Ok, der Herr Gerer möchte keine Bücher. Ich möchte übrigens
kein Autozubehör – ich habe keinen Wagen. Wie aber schenkt man nun richtig? Wem
schenkt man was? Ich denke, das Wichtige ist, sich zunächst über die Motivation
klar zu werden. Hat man eine eindeutige Motivation, und sei sie noch so fies,
findet man sofort das Richtige. Die Präsentologie (Wissenschaft vom Schenken)

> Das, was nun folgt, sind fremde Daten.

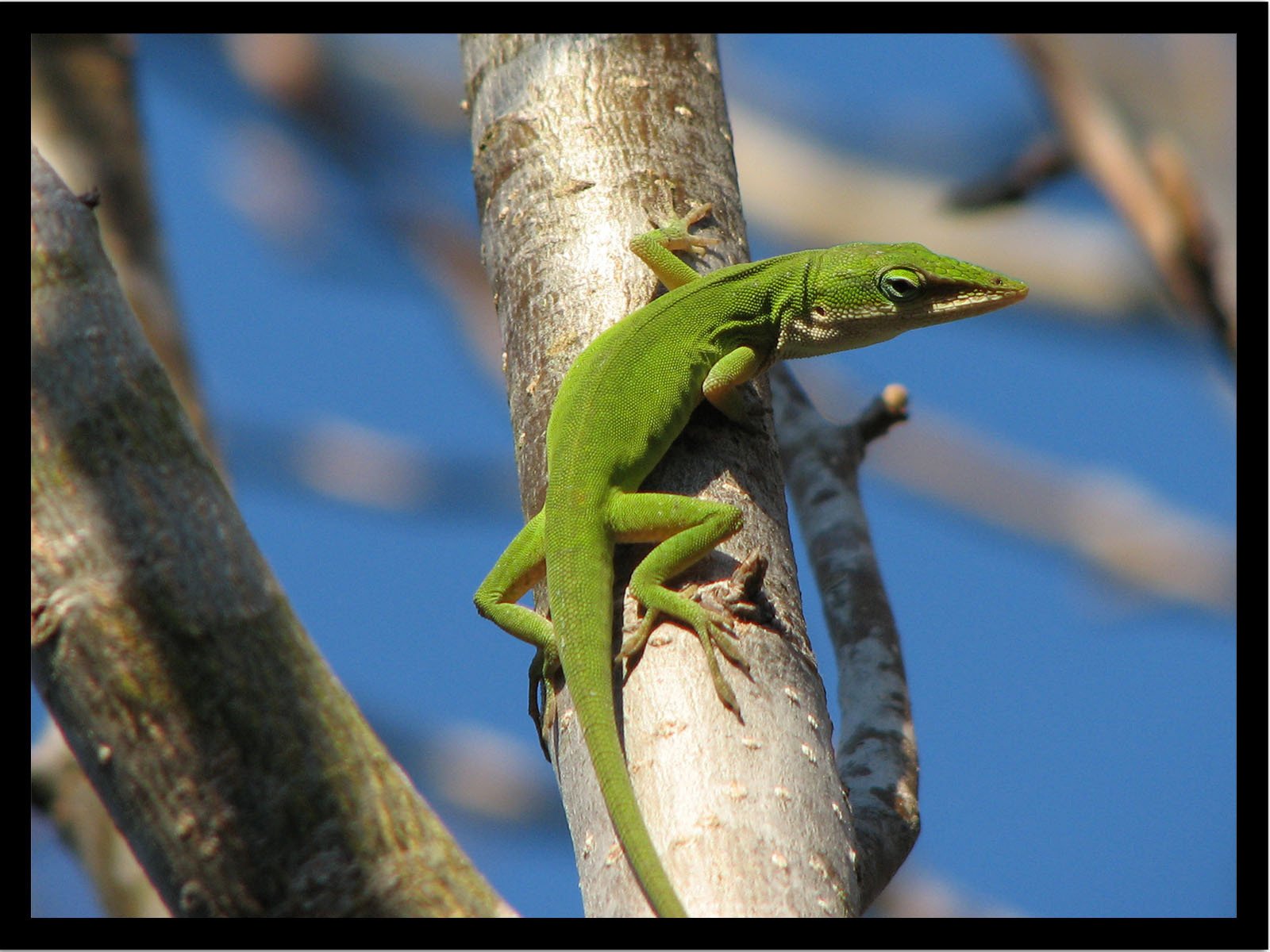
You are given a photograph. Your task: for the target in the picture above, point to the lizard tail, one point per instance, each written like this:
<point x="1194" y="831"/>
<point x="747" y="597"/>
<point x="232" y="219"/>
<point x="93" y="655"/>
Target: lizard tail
<point x="583" y="630"/>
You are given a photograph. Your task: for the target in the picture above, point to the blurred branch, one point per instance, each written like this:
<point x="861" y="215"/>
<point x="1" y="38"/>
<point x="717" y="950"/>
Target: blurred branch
<point x="84" y="122"/>
<point x="1142" y="165"/>
<point x="241" y="771"/>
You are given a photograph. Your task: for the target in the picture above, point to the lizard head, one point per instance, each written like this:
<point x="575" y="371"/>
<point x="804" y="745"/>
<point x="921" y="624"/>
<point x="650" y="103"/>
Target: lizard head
<point x="863" y="294"/>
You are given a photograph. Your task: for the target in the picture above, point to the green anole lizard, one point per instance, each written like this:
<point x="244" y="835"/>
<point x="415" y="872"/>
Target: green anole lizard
<point x="619" y="409"/>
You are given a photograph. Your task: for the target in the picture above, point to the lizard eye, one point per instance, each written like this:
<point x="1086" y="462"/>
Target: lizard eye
<point x="901" y="285"/>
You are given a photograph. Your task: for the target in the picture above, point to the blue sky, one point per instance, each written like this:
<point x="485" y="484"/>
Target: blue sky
<point x="1076" y="734"/>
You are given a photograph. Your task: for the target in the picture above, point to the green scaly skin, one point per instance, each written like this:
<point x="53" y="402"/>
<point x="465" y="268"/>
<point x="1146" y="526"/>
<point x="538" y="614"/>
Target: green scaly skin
<point x="620" y="406"/>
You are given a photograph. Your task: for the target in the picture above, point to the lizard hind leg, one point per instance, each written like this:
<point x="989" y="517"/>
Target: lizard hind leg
<point x="686" y="528"/>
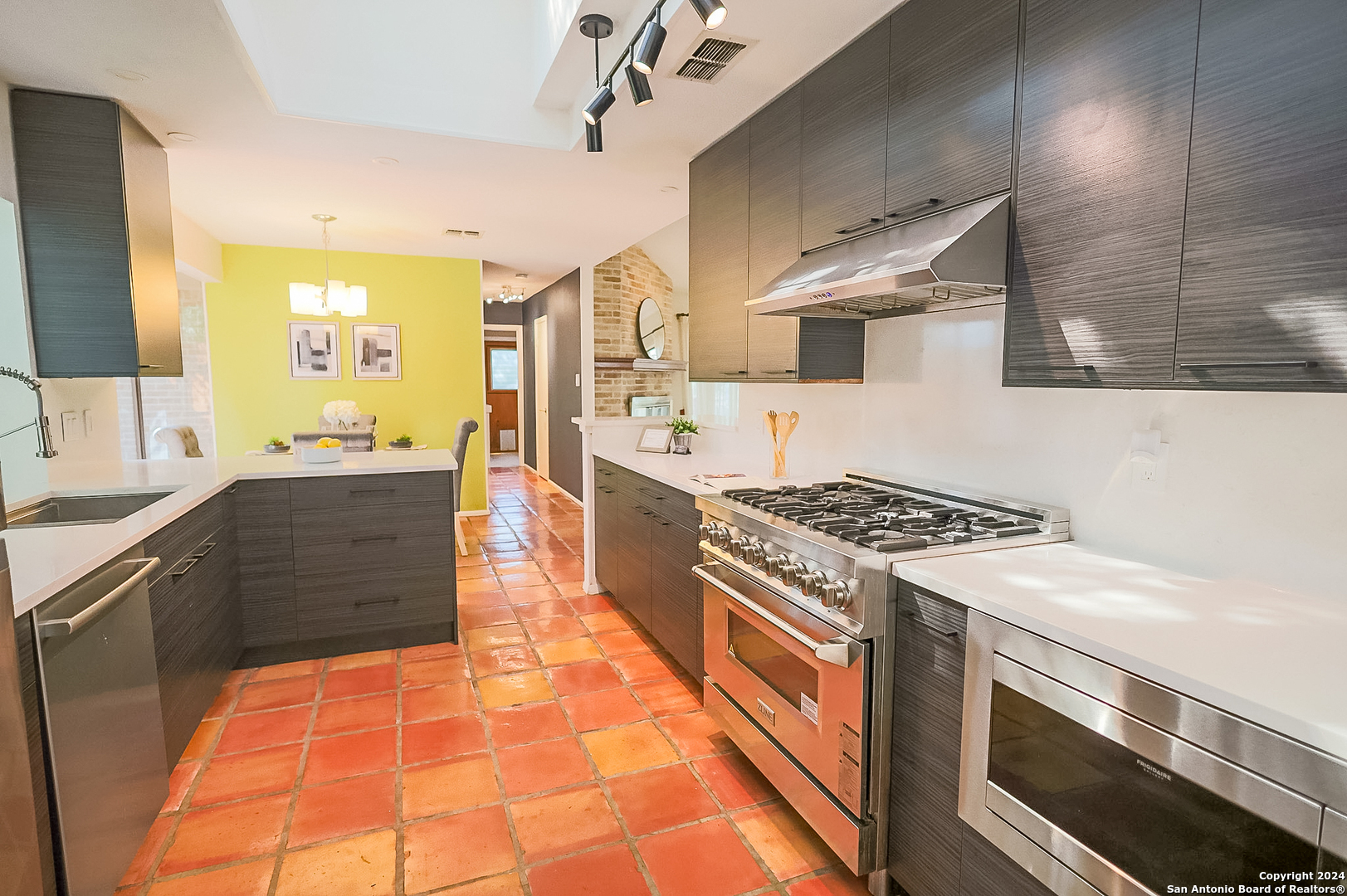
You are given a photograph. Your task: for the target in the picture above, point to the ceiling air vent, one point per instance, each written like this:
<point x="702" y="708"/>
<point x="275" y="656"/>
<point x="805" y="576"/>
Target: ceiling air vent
<point x="711" y="57"/>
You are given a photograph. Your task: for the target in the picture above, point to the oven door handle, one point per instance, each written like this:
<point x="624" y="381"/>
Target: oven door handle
<point x="838" y="651"/>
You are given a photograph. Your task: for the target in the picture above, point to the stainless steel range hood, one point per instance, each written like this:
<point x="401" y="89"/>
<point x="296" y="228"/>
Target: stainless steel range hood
<point x="950" y="256"/>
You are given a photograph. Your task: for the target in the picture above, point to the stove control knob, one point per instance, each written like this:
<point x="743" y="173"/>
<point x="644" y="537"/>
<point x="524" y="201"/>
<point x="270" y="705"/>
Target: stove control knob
<point x="837" y="595"/>
<point x="811" y="584"/>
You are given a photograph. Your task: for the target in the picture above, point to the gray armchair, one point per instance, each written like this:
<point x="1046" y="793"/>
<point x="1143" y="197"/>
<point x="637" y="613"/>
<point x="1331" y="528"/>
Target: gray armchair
<point x="466" y="426"/>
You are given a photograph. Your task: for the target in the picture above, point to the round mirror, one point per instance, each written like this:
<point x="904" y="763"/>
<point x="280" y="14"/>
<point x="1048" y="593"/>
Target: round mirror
<point x="650" y="328"/>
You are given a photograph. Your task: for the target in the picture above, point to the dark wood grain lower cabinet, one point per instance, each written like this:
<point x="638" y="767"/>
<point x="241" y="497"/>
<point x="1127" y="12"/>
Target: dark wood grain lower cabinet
<point x="633" y="565"/>
<point x="266" y="562"/>
<point x="384" y="567"/>
<point x="605" y="537"/>
<point x="675" y="593"/>
<point x="925" y="827"/>
<point x="985" y="870"/>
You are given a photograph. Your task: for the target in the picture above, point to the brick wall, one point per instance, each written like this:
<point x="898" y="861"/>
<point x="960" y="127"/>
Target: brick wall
<point x="620" y="285"/>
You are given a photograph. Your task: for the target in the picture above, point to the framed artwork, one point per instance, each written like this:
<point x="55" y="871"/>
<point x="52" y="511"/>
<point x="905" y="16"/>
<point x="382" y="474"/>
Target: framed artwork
<point x="314" y="351"/>
<point x="655" y="440"/>
<point x="378" y="349"/>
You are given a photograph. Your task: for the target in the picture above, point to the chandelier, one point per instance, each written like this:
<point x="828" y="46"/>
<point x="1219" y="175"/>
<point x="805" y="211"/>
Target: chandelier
<point x="334" y="297"/>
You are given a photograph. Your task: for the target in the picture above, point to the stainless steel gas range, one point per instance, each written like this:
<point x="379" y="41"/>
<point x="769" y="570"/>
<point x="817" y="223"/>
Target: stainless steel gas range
<point x="798" y="621"/>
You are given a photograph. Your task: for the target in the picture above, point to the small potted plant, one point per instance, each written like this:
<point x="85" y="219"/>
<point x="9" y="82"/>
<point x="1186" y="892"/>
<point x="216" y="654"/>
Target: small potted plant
<point x="683" y="433"/>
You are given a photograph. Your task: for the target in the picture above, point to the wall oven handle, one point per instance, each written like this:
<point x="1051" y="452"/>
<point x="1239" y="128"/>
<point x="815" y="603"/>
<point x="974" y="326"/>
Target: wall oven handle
<point x="838" y="651"/>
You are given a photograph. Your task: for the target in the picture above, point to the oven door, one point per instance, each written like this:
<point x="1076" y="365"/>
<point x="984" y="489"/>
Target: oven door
<point x="799" y="679"/>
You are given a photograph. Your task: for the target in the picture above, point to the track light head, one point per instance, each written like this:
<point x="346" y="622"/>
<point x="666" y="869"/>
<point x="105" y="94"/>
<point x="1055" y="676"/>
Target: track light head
<point x="598" y="105"/>
<point x="713" y="12"/>
<point x="647" y="51"/>
<point x="640" y="86"/>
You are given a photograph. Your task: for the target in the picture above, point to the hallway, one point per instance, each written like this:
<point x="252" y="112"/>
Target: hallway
<point x="554" y="753"/>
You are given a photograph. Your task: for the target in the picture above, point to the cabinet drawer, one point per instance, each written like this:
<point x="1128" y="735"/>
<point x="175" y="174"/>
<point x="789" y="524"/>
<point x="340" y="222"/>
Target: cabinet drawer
<point x="354" y="492"/>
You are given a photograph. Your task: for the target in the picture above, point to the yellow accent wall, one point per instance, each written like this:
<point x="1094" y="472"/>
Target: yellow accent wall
<point x="438" y="304"/>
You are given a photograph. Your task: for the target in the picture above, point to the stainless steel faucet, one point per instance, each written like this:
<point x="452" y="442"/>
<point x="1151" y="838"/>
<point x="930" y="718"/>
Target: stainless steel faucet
<point x="41" y="421"/>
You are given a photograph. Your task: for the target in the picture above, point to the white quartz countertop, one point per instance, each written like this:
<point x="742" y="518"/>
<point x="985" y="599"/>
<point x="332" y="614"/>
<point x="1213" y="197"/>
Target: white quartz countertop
<point x="1271" y="656"/>
<point x="43" y="561"/>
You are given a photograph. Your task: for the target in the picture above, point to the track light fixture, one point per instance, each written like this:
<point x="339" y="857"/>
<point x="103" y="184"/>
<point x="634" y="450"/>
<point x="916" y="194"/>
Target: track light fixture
<point x="647" y="51"/>
<point x="713" y="12"/>
<point x="640" y="86"/>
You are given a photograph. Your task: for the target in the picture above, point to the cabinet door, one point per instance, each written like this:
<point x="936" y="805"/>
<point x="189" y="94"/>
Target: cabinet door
<point x="633" y="566"/>
<point x="605" y="537"/>
<point x="845" y="134"/>
<point x="774" y="229"/>
<point x="925" y="827"/>
<point x="676" y="595"/>
<point x="1100" y="209"/>
<point x="1264" y="267"/>
<point x="951" y="104"/>
<point x="718" y="261"/>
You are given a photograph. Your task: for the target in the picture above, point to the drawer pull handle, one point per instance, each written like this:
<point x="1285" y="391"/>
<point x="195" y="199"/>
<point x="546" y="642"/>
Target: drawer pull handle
<point x="382" y="600"/>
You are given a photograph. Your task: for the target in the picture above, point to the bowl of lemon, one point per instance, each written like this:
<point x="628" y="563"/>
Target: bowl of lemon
<point x="325" y="451"/>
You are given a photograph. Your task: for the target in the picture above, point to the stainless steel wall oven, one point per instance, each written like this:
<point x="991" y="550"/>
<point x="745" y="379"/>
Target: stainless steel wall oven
<point x="1101" y="782"/>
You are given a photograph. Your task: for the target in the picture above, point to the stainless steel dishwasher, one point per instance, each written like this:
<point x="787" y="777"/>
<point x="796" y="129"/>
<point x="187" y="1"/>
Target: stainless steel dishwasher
<point x="17" y="820"/>
<point x="105" y="738"/>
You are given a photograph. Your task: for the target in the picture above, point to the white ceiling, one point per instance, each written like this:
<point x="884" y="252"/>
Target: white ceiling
<point x="291" y="101"/>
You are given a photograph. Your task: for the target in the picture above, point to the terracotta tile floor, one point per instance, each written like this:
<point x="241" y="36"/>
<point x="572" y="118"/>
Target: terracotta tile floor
<point x="555" y="752"/>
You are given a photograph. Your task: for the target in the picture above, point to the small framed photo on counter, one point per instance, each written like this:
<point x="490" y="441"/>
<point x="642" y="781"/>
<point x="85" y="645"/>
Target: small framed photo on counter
<point x="655" y="440"/>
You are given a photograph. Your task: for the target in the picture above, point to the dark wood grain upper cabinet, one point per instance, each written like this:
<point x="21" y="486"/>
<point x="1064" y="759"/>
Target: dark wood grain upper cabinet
<point x="775" y="136"/>
<point x="951" y="104"/>
<point x="1265" y="248"/>
<point x="718" y="259"/>
<point x="847" y="127"/>
<point x="97" y="237"/>
<point x="1100" y="212"/>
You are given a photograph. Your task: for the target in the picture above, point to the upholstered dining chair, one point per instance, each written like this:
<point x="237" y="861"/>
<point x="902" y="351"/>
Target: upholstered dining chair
<point x="466" y="426"/>
<point x="181" y="441"/>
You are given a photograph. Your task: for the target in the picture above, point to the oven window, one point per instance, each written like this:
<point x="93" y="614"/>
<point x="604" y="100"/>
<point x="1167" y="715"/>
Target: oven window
<point x="782" y="670"/>
<point x="1156" y="826"/>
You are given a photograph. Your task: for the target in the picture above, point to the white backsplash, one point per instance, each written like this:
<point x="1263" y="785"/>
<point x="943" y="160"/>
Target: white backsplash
<point x="1256" y="481"/>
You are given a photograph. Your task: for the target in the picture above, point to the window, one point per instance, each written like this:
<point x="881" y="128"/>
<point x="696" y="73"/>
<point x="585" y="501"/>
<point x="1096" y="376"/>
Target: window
<point x="715" y="403"/>
<point x="504" y="369"/>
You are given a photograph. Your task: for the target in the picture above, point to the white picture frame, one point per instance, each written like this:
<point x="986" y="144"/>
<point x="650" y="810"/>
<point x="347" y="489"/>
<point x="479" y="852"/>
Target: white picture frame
<point x="655" y="440"/>
<point x="314" y="351"/>
<point x="376" y="351"/>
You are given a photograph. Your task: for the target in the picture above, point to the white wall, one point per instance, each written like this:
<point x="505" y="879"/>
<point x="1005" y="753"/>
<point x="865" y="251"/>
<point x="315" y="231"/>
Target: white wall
<point x="1256" y="488"/>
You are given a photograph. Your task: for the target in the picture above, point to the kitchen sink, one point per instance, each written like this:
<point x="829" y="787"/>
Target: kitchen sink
<point x="81" y="509"/>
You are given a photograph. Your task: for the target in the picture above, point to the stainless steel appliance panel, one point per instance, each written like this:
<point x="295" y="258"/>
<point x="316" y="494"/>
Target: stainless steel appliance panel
<point x="804" y="684"/>
<point x="19" y="856"/>
<point x="105" y="731"/>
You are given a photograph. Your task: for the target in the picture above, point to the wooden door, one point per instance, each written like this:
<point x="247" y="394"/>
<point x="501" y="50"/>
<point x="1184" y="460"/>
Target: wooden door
<point x="1100" y="202"/>
<point x="503" y="371"/>
<point x="847" y="129"/>
<point x="1264" y="295"/>
<point x="540" y="391"/>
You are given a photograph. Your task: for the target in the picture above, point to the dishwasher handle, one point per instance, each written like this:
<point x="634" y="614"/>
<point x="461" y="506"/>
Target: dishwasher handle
<point x="838" y="651"/>
<point x="60" y="627"/>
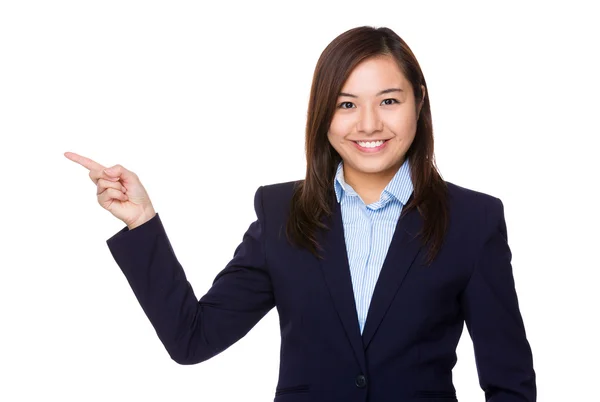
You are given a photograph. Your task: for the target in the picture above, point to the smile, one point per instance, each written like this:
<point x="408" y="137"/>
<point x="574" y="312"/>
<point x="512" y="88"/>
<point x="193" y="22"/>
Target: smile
<point x="370" y="146"/>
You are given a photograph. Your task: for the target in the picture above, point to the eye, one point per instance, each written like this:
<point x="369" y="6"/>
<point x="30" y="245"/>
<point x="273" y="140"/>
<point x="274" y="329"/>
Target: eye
<point x="343" y="104"/>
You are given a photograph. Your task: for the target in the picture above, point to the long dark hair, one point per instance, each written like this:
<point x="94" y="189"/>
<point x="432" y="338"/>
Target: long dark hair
<point x="313" y="197"/>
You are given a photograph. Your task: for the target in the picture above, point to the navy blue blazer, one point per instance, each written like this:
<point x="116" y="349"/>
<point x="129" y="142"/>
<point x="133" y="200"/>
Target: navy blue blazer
<point x="408" y="348"/>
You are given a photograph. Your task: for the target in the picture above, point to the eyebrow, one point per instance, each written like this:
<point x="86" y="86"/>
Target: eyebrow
<point x="385" y="91"/>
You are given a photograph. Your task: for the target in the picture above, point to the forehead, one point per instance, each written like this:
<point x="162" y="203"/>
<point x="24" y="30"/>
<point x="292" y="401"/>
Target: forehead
<point x="374" y="74"/>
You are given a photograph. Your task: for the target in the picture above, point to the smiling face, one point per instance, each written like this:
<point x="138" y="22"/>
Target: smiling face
<point x="375" y="120"/>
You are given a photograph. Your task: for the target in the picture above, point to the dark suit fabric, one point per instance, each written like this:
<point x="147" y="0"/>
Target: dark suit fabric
<point x="415" y="319"/>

teilt in der Regel in drei Motivationskategorien ein, nämlich das Hassgeschenk,
das Pflichtgeschenk und das Liebesgeschenk. (dazu: Donator, Paul und Giver,
Michael: Einführung in die Präsentologie, Castrop-Rauxel 1998)
Das Hassgeschenk
hat als klare Triebkraft, den Beschenkten zu ärgern. Bei Wilhelm Busch kommen
drei Tanten überein, ihrer Nichte ein Kleid in einer Farbe zu schenken, die
diese nicht leiden kann. Der dritten Tante war das recht:
Ja, sprach sie, mit gelben Ranken
Ich weiss, sie ärgert sich nicht schlecht
und muss sich auch noch bedanken.
Das ist eine schöne, eindeutige Motivation: Ich schenke, um den Mitmenschen zur Weissglut zu treiben. Ich schenke Mozart-Hassern eine Zauberflöten-CD und Vegetariern Bündnerfleisch, ich schenke Pazifisten eine Kalaschnikow und Reisemuffeln ein Flugticket. Eine Steigerung ist das Enttäuschungsgeschenk: So kann man zum Beispiel seinem schwulen Kumpel eine Karte für eine Men-Strip-Show schicken, erst beim Einlass wird er merken: Women only. Oder diese wunderbare DVD des Albanischen Kultregisseurs Tochu Manndru, da funktionieren die Untertitel nicht.
Das Pflichtgeschenk
ist eine Gabe nach dem Motto: Ich muss doch irgendetwas mitbringen. Hier eignen
sich Geschenkartikel. Der Geschenkartikel ist eine Erfindung des
20. Jahrhunderts. Bis dahin schenkte man Dinge, die eine Funktion hatten, sie
sollten gelesen, gegessen, getrunken, gehört oder gespielt werden, der Geschenkartikel
hat nur die Aufgabe, geschenkt zu werden. Er wird in speziellen Läden
verkauft, schillernde kleine Teile, die sich drehen und hüpfen und jeder fragt:
„Was soll ich denn damit?“ Ja, nichts, du sollst ihn geschenkt bekommen, damit
hat es sich. Der Geschenkartikel
erfüllt seine Aufgabe im Akt des Schenkens, dann kann er in den Schrank.
Erfinder dieser tollen Sache ist Loriot. Wer erinnert sich nicht an den Familienbenutzer? Formschön, abwaschbar
und vollkommen zweckfrei, GELL?
Das Liebesgeschenk
ist das Schwierigste: Es soll dem anderen Menschen Freude machen. Es ist so schwer, da etwas Passendes zu finden. Aber warum eigentlich?
Warum fragen wir nicht einfach mal: Du als Büchernarr – magst du Walser? Du als
Beatles-Fan – hast du schon die Aufnahme, wo Lennon Didgeridoo spielt? Du als
Sportler – es gibt jetzt die neue ADIDAS-Kollektion in Minzgrün und
Schweinchenrosa. Also nicht fragen: „Was wünschst du dir?“, sondern: „Könnte
dir das gefallen?“
Das ideale Präsent ist natürlich die Einführung in die Präsentologie,
denn sie erfüllt alle drei Funktionen: Sie sagt:
…so sehr habe ich mir Gedanken über das Schenken gemacht.…ich musste ja was mitbringen
…damit du mal endlich – zum ersten Mal seit 2003 – etwas Anständiges schenkst!